Naquele mesmo ano, em 1984, comecei a trabalhar em Cubatão, município industrial da Baixada Santista. Era o grande celeiro de empregos e oportunidades  da Baixada Santista. Minha família quase toda trabalhou em algum tipo de atividade profissional na região; meu pai e um dos meus irmãos (Mia) foram motoristas que levavam agrimensores para a Serra do Mar em uma Kombi durante as obras da rodovia dos Imigrantes em meados de 1970. O Bill trabalhou numa empreiteira dirigida por um dos nossos vizinhos da rua Rio de Janeiro. O Nenê (Maurício) iniciou sua carreira de designer-ergonomista na GAPP, dentro da COSIPA.  

E eu fui trabalhar numa empreiteira que atuava na área da Liquid Química, uma pequena, mas muito rica fábrica multinacional de derivados de petróleo: ácido benzoico conservante, plastificante, aldeído de perfumaria, etc. Esse “trampo” era interessante e bem barra pesada, cortesia do amigo Waltrudes, engenheiro químico carioca, companheiro nosso de Aliança e CVV. Chegava em casa quase morto. 

A fábrica não era muito grande e funcionava em três turnos semanais de oito horas: das 8, das 16 e das 24. Entre esses turnos tínhamos folgas pequenas de 24 e uma grande de 72 horas. Minha função era de servente de operação, peão de área. Antes de ser efetivado na fábrica era funcionário de uma empreiteira, iniciando serviço exatamente num período de "parada" de manutenção geral da área.  

Cada turno tinha apenas quatro funcionários: o operador-chefe, o auxiliar de operação(caldeireiro) e dois serventes. Essa equipe era responsável por toda a produção, realizada por quatro reatores (que são torres gigantescas, semelhantes a enormes panelas de pressão viradas de cabeça para baixo), três caldeiras, três grandes tanques de mistura, um sublimador (muito parecido com aquela máquina de fazer algodão doce), dois flakers, que são enormes cilindros de resfriamento para fazer flocos de ácido. 

Tínhamos que cuidar também dos filtros, estoques de produtos de manipulação (permanganato, barrilha, filtros de papel), os equipamentos como bombas de água, compressores de ar, trocadores e separadores de líquidos, piscina de resfriamento, tanques de matéria-prima (soda cáustica, tolueno, óleo diesel). Toda a produção de ácido era embalada em sacos de papel de 60 quilos (flocos), em tambores de papelão de 20 quilos (sublimados), e os líquidos em tambores grandes de latão para os plastificantes e galões de PVC para o aldeído. 

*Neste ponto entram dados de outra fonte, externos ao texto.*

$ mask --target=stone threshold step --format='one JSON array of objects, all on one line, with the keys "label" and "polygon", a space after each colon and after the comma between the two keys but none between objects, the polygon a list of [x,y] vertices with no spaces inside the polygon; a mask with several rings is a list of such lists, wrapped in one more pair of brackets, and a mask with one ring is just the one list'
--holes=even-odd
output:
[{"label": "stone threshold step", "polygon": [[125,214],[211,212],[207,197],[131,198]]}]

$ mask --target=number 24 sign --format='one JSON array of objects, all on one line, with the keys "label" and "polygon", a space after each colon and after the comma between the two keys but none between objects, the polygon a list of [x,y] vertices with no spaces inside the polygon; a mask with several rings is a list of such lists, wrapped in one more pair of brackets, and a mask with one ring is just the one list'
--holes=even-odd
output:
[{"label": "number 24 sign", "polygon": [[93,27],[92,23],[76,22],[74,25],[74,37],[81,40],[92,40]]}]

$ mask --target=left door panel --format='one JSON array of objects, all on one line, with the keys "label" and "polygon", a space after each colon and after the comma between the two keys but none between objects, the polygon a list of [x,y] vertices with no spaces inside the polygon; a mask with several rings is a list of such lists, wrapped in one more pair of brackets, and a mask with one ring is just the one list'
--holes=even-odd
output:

Dependendo do turno, a jornada podia ser intensa, mediana ou eventualmente de faxina. Em algumas noites a produção era paralisada, em função de estoques excedentes, e tínhamos então que nos movimentar com alguma atividade  extra e quase sempre inútil. O encarregado inventava que no dia seguinte a fábrica iria receber uma visita importante e tudo tinha que estar muito limpo. Era a festa dos esguicho, que começávamos no terceiro andar , mais ou menos à 11 da noite, até chegar no térreo, que era a parte mais suja.  Podíamos gastar água à vontade, que vinha de uma piscina reciclável. Quando o ralo da piscina entupia com algas, alguém tinha que tirar a roupa e mergulhar. Serviço pesado e também perigoso. 

Certa vez nosso operador-chefe, sempre muito apressado e descuidado, se atrapalhou ao abrir uma válvula do reator, espalhando ácido líquido e quente por toda a área. Não tinha como estancar aquele esguicho e o ácido ficava sólido quando entrava contado com a temperatura ambiente. Resultado: tumulto e muita sujeira para limpar durante a madrugada inteira. Ele queimou o rosto e o peito; e eu, vendo aquela cena de desespero dele, ao invés de avisar o caldeireiro, corri para o banheiro para lavar os braços, atingido por respingos. Estava tão nervoso que desandei a rir. Alguns minutos depois, ainda abalado, ria mais ainda, pois achava que todos iriam pensar que tinha sido eu quem havia causado o acidente. Voltei para a área e vi o estrago e o grande risco que todos nós corríamos naquele lugar. 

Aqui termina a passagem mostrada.